In particular, if $N$ is a normal subgroup of $G$, then taking $A$ to be $G$ acting by conjugation, we see that all conjugacy classes in $N\setminus\{e\}$ have the same size. Furthermore, if $N$ has odd order, then all these conjugacy classes have odd size. Finally, if the order of $N$ is a Fermat prime, then the only odd divisor of $\#N-1$ is 1. Therefore every element of $N$ is its own conjugacy class, hence is in the center.
(PS: No way I could have answered this question if you hadn't written it so well!)
Yes this holds for Fermat primes. You need the following observation. This is sometimes called the $N/C$ Theorem.
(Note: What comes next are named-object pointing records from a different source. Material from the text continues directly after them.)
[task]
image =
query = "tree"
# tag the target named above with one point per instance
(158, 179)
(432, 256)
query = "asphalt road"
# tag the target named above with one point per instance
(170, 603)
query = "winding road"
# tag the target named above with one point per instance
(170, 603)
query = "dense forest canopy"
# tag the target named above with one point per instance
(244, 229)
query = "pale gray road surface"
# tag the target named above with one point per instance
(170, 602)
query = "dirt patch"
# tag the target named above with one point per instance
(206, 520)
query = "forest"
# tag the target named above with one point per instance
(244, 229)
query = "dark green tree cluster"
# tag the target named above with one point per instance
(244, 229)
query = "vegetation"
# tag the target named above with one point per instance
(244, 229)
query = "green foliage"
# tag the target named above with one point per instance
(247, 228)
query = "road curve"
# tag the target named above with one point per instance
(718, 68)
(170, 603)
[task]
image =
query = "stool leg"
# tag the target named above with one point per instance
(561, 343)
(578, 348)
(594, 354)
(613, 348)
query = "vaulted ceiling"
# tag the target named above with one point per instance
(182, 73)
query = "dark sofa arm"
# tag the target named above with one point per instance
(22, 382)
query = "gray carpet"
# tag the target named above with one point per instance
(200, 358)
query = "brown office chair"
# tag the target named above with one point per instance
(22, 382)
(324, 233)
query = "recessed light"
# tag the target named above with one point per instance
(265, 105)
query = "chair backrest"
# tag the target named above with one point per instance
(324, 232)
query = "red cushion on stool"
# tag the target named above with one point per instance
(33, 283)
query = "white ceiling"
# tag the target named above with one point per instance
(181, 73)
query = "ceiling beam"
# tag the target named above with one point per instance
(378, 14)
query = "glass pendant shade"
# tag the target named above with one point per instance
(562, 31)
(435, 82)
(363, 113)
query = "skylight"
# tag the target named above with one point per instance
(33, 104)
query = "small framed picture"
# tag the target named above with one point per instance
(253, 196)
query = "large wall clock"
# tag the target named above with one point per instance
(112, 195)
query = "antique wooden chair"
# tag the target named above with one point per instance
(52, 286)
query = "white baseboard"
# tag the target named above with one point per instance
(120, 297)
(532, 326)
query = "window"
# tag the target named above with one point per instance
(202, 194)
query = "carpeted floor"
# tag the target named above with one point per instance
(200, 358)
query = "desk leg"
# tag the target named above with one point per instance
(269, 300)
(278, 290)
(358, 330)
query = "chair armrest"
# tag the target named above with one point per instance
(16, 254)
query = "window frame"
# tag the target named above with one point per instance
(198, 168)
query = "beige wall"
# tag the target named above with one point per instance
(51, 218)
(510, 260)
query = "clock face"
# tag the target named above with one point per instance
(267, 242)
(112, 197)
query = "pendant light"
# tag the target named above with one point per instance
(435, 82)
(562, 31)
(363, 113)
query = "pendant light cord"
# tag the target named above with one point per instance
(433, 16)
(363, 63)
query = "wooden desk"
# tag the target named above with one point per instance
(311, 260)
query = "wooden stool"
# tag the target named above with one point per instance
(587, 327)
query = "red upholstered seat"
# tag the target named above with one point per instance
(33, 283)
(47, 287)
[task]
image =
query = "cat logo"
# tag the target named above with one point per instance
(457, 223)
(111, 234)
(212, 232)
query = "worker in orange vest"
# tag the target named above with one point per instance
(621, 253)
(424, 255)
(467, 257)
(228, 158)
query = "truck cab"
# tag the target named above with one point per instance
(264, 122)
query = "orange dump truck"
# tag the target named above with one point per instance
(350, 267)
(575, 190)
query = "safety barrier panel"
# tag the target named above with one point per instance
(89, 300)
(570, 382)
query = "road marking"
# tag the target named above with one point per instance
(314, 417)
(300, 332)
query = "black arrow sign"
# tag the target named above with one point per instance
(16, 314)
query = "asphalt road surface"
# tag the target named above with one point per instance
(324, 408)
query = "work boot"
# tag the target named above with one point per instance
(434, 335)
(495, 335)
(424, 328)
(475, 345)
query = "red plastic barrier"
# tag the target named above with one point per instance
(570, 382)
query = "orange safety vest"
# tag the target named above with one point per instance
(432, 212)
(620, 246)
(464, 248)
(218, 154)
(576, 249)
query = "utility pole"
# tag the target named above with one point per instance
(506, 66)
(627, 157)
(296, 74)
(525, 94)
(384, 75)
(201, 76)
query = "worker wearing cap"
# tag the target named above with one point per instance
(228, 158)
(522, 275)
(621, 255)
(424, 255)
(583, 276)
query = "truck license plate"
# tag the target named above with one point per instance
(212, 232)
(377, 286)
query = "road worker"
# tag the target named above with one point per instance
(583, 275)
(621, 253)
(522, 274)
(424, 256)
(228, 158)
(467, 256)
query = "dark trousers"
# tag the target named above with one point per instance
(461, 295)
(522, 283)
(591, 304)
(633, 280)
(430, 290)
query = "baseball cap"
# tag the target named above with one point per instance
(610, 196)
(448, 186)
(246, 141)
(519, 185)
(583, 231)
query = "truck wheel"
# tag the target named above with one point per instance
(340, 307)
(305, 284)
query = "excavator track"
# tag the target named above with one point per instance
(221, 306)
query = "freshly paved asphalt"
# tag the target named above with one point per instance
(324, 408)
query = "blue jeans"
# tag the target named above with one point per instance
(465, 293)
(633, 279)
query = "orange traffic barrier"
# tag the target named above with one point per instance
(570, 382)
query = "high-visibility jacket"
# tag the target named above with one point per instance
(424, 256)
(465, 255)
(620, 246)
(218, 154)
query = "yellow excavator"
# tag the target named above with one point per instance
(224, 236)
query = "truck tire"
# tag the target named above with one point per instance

Lemma Let $G$ be a group with a subgroup $H$, then $N_G(H)/C_G(H)$ embeds homomorphically into Aut$(H)$.
Here $N_G(H)=\{g \in G : gH=Hg\}$, the normalizer of $H$ in $G$ and $C_G(H)=\{g \in G : gh=hg \text { for all } h\in H\}$, the centralizer of $H$ in $G$.
Now let us apply this to the situation where $N=H$ is normal, $|N|=$ Fermat-prime and $|G|$ is odd. Then $N_G(N)=G$ because of the normality of $N$. And since $N$ is cyclic, |Aut$(N)|$ is a power of $2$ (in fact $|N|-1$). It follows from the $N/C$ theorem that $|G/C_G(N)|$ is a power of $2$. But obviously it also divides $|G|$, which is odd. This can only be when $G=C_G(N)$, that is $N \subseteq Z(G)$.
So how do you prove the lemma? Let me give a sketch and leave the details with you: $N_G(H)$ acts as automorphisms on $H$ by conjugation. The kernel of the action is $C_G(H)$.
Generalizations:
Proposition 1 Let $G$ be a finite group, $N$ a normal subgroup of prime order $p$, with gcd$(|G|,p-1)=1$, then $N \subseteq Z(G)$.
Note that this holds for $p=2$: a normal subgroup of order $2$ must be central.
Proposition 2 Let $G$ be a finite group, $N$ a normal subgroup of prime order $p$, where $p$ is the smallest prime dividing $|G|$. Then $N \subseteq Z(G)$.